Other News Materials 2 September 2008 17:20 (UTC +04:00)

Six people, including two civilians, were killed in roadside bomb attacks and a Taliban ambush in Afghanistan, officials said Tuesday.

Two policemen were killed and four others wounded in a roadside bomb blast in the south-eastern province of Khost on Tuesday morning, said Wazir Padshah, spokesman for the provincial police chief, reported dpa.

He said a police patrol vehicle hit a mine in the Darouqa area of the provincial capital, also called Khost.

Another roadside bomb in Spin Boldak district of southern Kandahar province on Tuesday killed a road construction worker and wounded another, Abdul Razek Khan, a police border commander, said.

He blamed Taliban militants, whose regime was ousted in a US military invasion in late 2001, for the attack.

Taliban fighters ambushed a private security company's vehicle in the south-eastern province of Wardak on late Monday, killing three private security guards, Adam Khan Serat, spokesman for the provincial governor, said.

Meanwhile, a child who was wounded by NATO artillery fire in the south-eastern province of Paktika province died of injuries on Monday, the alliance said in a statement.

The latest death took to four the number of children killed in the attack, while six others were wounded.

In another development, the NATO-led International Security Assistance Force (ISAF) denied on Tuesday that its forces or troops from the US-led coalition forces were involved in a raid against a house on the eastern outskirts of Kabul.
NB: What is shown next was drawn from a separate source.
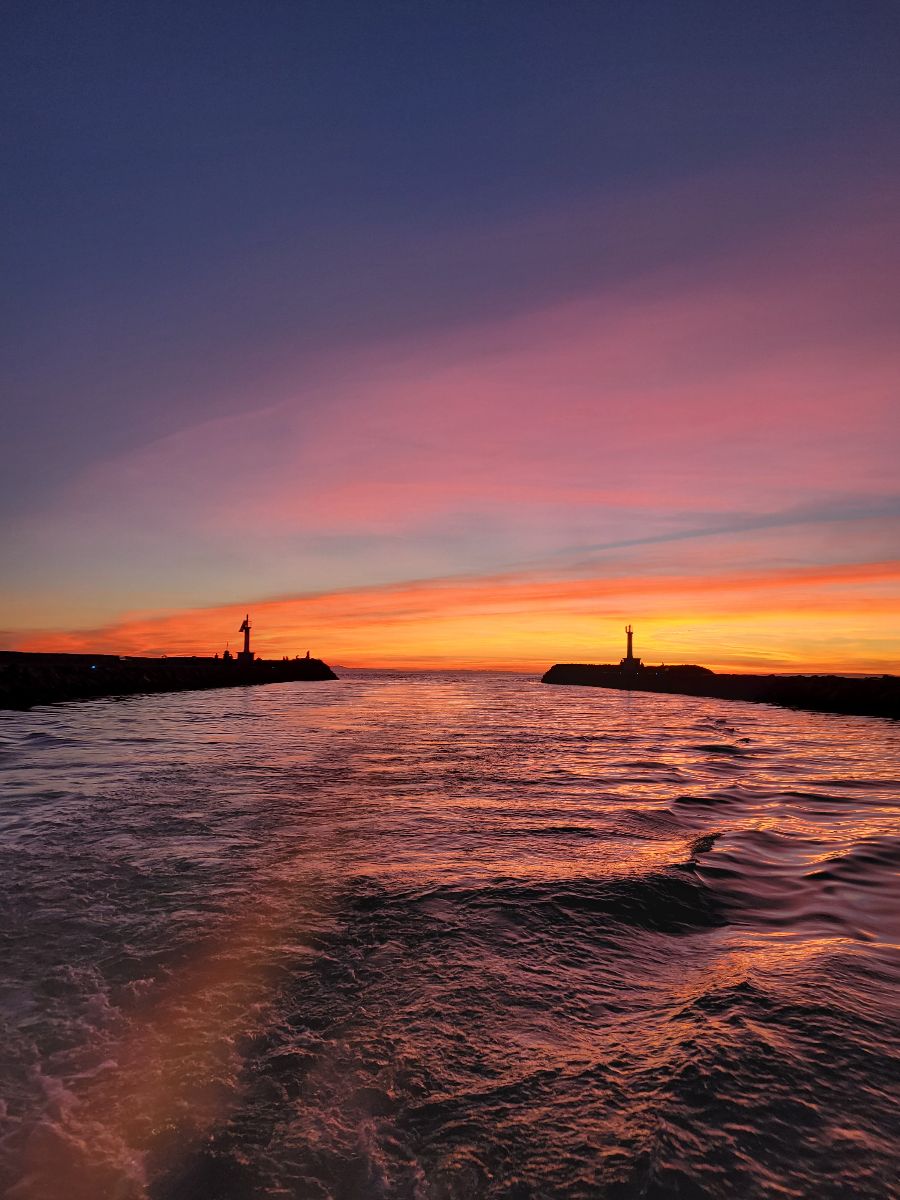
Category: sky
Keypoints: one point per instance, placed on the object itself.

Hundreds of residents of Hutkhail took to the streets on Monday, accusing the US military forces of mounting a pre-dawn raid on a house in which a couple and two of their children were killed.

"After an extensive investigation, ISAF reports that neither it nor the US-led coalition's forces were conducting any offensive operations in Kabul the evening of August 31," ISAF said in a statement.

The incident came some 10 days after a US-led air raid in the western province of Herat killed 90 civilians, including 60 children, according to separate United Nations and Afghan government investigations.

More than 3,500 people, mostly insurgents but including more than 1,000 civilians, have been killed in violence so far this year, according figures provided by Afghan government and international forces in the country.